Considérant ce qui suit :

Mme B..., ressortissante marocaine née le 10 juillet 1988 est entrée en France le 26 octobre 2016 munie de son passeport revêtu d’un visa. Par courrier du 3 novembre 2022 elle a sollicité son admission exceptionnelle au séjour. Par la présente requête, elle demande l’annulation de la décision implicite du préfet de police née 3 mars 2023 lui refusant la délivrance d’un titre de séjour.

Sur les conclusions à fin d’annulation :

2. Aux termes de l’article L. 211-2 du code des relations entre le public et l'administration : « Les personnes physiques ou morales ont le droit d'être informées sans délai des motifs des décisions administratives individuelles défavorables qui les concernent. / A cet effet, doivent être motivées les décisions qui : 1° Restreignent l'exercice des libertés publiques ou, de manière générale, constituent une mesure de police (...) ». Aux termes de l’article L. 232-4 du même code : « Une décision implicite intervenue dans les cas où la décision explicite aurait dû être motivée n'est pas illégale du seul fait qu'elle n'est pas assortie de cette motivation. / Toutefois, à la demande de l'intéressé, formulée dans les délais du recours contentieux, les motifs de toute décision implicite de rejet devront lui être communiqués dans le mois suivant cette demande. Dans ce cas, le délai du recours contentieux contre ladite décision est prorogé jusqu'à l'expiration de deux mois suivant le jour où les motifs lui auront été communiqués ».



3. Il ressort des pièces du dossier que, par un courrier du 4 mars 2024, reçu le
6 mars 2024, Mme B..., a sollicité auprès du préfet de police la communication des motifs de la décision implicite de rejet née, en application de l’article R. 432-2 du code de l'entrée et du séjour des étrangers et du droit d'asile, du silence gardé pendant quatre mois par le préfet de police sur sa demande de titre de séjour présentée le 3 novembre 2022. Il est constant que le préfet de police n’a pas répondu à cette demande de communication des motifs de la décision. Mme B... est, dès lors, fondée à soutenir que la décision contestée est entachée d’un défaut de motivation.

4. Il résulte de ce qui précède, sans qu’il soit besoin d’examiner les autres moyens de la requête, que Mme B... est fondée à demander l’annulation de la décision attaquée.

Sur les conclusions aux fins d’injonction et d’astreinte :

5. Le présent jugement, eu égard au motif d’annulation de la décision, implique que le préfet de police ou le préfet territorialement compétent procède au réexamen de la demande de Mme B... dans un délai de trois mois à compter de la notification du présent jugement et lui délivre, dans l’attente de ce réexamen, une autorisation provisoire de séjour, dans un délai de quinze jours.

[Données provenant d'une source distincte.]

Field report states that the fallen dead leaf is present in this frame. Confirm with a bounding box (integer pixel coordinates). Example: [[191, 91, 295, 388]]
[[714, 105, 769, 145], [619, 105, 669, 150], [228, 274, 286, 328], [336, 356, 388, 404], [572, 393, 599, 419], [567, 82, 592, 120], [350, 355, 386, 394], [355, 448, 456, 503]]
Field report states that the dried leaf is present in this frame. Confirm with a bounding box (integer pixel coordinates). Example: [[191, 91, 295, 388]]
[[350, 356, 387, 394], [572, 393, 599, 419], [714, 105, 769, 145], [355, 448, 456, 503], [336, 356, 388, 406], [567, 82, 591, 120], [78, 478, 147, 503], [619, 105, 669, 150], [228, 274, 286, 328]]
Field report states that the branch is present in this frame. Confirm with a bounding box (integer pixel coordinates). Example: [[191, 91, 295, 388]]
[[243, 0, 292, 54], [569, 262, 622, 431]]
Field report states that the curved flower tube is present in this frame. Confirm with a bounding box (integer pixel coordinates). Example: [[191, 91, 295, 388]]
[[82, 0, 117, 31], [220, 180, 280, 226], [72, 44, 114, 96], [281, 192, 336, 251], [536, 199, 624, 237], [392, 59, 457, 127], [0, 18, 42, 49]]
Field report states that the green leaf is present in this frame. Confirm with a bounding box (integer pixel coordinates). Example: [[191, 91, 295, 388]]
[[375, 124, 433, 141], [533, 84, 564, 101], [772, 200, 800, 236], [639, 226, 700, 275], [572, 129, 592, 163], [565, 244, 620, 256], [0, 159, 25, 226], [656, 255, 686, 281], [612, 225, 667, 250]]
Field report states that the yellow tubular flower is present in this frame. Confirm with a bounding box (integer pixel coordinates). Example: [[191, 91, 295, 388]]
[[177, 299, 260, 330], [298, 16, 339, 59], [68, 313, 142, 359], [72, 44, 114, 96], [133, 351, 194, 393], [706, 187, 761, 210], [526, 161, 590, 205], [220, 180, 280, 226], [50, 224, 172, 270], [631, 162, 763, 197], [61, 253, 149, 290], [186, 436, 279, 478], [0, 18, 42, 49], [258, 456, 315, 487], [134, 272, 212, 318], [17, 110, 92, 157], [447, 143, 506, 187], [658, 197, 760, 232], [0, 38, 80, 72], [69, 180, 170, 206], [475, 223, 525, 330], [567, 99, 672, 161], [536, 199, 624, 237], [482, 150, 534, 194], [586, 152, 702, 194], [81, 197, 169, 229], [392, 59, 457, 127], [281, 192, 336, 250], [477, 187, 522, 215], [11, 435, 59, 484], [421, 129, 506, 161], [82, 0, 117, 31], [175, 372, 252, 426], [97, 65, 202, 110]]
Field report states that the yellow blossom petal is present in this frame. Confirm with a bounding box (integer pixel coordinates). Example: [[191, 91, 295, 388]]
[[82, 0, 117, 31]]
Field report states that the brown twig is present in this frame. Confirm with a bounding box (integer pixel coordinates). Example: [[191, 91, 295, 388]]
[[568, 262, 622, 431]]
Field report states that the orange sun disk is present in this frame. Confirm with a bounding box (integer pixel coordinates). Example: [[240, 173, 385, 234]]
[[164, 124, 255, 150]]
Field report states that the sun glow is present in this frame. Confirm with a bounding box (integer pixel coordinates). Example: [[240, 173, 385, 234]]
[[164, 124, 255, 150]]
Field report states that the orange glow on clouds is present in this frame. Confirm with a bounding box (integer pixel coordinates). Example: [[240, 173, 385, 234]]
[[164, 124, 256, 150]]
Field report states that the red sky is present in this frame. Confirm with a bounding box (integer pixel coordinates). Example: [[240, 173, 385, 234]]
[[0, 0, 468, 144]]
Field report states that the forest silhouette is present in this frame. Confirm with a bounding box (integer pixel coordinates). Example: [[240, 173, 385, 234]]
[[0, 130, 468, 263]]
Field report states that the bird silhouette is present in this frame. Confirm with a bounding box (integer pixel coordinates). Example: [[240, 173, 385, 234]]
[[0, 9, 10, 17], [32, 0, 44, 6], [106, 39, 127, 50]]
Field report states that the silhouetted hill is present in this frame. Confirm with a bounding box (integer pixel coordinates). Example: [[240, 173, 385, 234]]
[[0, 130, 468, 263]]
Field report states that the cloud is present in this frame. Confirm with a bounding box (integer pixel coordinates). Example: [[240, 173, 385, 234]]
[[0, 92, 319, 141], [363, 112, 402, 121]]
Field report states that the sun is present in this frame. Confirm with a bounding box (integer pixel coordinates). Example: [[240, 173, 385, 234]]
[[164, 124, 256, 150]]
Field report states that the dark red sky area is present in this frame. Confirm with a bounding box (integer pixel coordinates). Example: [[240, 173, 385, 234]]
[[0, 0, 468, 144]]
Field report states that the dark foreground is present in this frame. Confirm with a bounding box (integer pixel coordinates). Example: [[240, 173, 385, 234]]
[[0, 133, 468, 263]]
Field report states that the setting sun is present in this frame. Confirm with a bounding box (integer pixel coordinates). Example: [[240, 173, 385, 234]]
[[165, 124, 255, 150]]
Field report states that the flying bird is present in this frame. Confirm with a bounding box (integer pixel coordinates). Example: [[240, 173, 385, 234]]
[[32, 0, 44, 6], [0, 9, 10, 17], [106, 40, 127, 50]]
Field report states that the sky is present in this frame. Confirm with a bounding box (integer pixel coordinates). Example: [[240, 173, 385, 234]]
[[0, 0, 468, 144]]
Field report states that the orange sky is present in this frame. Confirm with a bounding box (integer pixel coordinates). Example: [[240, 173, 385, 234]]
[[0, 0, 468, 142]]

Il n’y a pas lieu d’assortir cette injonction d’une astreinte.

Sur les frais liés à l’instance :

6. Il y a lieu, dans les circonstances de l’espèce, de mettre à la charge de l’Etat la somme de 1 000 euros à verser à Mme B... au titre des dispositions de l’article L. 761-1 du code de justice administrative.





D E C I D E :




Article 1er : La décision implicite par laquelle le préfet de police a rejeté la demande de titre de séjour de Mme B... est annulée.

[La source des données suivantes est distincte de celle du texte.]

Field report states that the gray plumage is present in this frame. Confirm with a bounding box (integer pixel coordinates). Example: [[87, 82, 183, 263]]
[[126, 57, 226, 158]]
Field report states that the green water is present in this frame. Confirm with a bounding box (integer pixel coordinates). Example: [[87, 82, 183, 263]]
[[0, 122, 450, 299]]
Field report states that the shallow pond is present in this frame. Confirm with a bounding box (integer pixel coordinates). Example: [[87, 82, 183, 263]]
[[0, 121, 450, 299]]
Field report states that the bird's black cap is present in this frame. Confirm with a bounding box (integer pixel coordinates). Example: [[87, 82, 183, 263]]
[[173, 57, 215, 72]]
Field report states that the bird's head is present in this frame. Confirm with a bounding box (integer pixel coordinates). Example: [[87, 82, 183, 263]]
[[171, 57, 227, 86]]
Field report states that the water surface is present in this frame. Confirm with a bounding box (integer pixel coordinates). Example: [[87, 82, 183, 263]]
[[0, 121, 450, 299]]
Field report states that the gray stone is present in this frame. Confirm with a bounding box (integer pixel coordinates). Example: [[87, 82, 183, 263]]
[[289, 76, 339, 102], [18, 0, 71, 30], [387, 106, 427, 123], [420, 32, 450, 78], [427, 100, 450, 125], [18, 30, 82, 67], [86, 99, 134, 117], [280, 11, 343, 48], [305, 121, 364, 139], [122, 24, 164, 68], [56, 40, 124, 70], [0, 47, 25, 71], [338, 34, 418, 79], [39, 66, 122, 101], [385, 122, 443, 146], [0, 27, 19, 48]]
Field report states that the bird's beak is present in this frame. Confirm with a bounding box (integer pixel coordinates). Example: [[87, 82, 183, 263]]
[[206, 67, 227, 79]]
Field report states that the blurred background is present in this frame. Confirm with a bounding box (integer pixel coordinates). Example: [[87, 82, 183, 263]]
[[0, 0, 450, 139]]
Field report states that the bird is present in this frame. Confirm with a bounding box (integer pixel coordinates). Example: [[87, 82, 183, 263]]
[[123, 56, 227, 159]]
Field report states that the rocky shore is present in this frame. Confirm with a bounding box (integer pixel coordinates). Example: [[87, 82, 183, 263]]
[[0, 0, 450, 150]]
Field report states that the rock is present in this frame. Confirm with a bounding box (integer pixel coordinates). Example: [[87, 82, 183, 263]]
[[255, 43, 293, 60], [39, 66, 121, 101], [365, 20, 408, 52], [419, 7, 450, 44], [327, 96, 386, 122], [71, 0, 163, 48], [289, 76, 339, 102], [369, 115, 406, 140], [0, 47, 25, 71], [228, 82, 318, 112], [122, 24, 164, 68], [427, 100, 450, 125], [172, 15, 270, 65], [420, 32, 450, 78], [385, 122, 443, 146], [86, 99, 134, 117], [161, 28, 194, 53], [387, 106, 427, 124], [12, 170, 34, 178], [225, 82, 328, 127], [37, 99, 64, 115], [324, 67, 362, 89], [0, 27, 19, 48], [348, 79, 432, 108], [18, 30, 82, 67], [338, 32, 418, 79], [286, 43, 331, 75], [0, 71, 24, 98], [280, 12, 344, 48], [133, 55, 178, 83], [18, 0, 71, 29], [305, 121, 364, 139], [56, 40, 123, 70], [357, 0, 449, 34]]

Article 2 : Il est enjoint au préfet de police ou au préfet territorialement compétent de procéder au réexamen de la demande de Mme B... dans un délai de trois mois à compter de la notification du présent jugement et de lui délivrer, dans l’attente de ce réexamen, une autorisation provisoire de séjour, dans un délai de quinze jours.

Article 3 : L’Etat versera à Mme B... la somme de 1 000 euros au titre de l’article
L. 761-1 du code de justice administrative.

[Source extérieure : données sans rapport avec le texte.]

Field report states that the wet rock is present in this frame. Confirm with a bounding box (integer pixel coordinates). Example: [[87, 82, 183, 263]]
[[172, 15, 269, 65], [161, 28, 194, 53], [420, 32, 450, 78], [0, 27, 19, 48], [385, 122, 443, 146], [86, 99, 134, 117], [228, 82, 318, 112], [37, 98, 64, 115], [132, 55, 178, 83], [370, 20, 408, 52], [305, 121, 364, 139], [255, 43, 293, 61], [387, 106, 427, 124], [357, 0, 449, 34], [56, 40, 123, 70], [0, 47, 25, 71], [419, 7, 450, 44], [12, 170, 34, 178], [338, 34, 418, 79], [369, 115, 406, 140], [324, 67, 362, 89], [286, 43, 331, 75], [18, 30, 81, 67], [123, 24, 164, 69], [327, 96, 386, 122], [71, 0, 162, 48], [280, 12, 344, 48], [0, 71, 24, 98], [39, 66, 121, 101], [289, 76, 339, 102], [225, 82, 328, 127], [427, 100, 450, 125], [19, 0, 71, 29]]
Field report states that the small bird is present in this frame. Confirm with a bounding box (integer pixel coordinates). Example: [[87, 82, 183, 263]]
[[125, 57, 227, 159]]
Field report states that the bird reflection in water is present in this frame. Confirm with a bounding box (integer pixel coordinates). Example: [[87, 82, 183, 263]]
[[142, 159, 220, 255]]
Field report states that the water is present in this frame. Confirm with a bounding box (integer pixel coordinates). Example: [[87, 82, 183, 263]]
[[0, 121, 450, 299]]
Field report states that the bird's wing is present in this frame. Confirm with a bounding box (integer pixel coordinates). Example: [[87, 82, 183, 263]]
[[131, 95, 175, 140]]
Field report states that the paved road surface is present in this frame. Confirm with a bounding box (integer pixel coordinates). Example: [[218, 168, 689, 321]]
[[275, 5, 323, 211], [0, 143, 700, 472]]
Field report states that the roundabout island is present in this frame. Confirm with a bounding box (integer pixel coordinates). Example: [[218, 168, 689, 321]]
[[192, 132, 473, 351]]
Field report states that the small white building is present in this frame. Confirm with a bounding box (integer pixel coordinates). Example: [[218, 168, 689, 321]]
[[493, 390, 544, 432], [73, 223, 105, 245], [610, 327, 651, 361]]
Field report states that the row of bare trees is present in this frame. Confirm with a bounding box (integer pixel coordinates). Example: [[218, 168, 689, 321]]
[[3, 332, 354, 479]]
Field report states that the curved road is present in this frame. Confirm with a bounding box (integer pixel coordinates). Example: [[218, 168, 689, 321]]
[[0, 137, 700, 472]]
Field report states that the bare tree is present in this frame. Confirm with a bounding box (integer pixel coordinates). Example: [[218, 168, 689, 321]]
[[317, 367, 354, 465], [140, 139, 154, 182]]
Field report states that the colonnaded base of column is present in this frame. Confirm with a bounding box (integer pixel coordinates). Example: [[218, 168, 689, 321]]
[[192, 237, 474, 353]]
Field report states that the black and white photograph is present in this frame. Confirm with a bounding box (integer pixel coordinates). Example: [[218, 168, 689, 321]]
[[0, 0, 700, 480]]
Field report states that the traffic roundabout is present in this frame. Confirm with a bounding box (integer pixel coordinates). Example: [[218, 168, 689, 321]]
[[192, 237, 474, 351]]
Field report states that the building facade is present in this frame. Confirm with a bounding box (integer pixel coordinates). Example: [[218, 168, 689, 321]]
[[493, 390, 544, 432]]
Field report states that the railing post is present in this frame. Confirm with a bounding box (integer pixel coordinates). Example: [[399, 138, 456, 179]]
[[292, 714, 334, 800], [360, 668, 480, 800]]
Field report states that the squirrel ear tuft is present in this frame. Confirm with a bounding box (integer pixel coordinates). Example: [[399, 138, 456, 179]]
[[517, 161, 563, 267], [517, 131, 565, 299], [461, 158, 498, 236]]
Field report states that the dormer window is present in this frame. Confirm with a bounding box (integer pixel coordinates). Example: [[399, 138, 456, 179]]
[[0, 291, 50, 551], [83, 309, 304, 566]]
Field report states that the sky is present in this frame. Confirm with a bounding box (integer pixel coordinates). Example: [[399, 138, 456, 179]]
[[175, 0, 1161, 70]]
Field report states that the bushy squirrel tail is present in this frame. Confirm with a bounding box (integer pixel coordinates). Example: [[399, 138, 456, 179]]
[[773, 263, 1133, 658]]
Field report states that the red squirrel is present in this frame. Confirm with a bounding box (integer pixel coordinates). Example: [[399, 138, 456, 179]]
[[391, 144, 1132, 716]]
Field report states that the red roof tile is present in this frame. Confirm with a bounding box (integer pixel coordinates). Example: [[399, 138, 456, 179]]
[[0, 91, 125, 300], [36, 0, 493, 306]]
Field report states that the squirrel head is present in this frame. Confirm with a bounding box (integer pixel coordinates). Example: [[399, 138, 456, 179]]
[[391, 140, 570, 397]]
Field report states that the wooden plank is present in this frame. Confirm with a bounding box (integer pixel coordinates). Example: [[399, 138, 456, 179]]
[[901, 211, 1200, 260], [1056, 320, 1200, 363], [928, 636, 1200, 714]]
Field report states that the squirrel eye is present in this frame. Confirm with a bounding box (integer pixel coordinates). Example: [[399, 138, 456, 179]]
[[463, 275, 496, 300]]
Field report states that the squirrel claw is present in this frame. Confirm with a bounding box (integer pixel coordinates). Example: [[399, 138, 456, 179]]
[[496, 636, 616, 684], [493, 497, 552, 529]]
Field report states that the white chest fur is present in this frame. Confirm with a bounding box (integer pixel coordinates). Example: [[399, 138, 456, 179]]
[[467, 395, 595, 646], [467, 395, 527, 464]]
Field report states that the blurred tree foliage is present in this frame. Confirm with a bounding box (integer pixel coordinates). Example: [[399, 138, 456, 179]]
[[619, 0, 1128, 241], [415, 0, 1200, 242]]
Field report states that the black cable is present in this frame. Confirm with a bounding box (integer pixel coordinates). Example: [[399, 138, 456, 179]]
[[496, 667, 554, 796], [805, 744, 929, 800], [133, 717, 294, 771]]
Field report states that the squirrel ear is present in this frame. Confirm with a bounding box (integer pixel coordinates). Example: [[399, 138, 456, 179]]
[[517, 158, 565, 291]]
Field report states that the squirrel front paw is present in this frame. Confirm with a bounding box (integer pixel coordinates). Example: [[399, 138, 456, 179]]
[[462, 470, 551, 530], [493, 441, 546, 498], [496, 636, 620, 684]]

Article 4 : Le surplus des conclusions de la requête est rejeté.



Article 5 : Le présent jugement sera notifié à Mme A... B... et au préfet de police.


Délibéré après l'audience du 8 janvier 2026, à laquelle siégeaient :

Mme Salzmann, présidente,
M. Schaeffer, premier conseiller,
M. Jehl, conseiller.

Rendu public par mise à disposition au greffe le 22 janvier 2026 .


Le rapporteur,
G. SCHAEFFER
La présidente,
M. SALZMANN


La greffière,



P. TARDY-PANIT


La République mande et ordonne au préfet de police en ce qui le concerne ou à tous commissaires de justice à ce requis en ce qui concerne les voies de droit commun contre les parties privées, de pourvoir à l'exécution de la présente décision.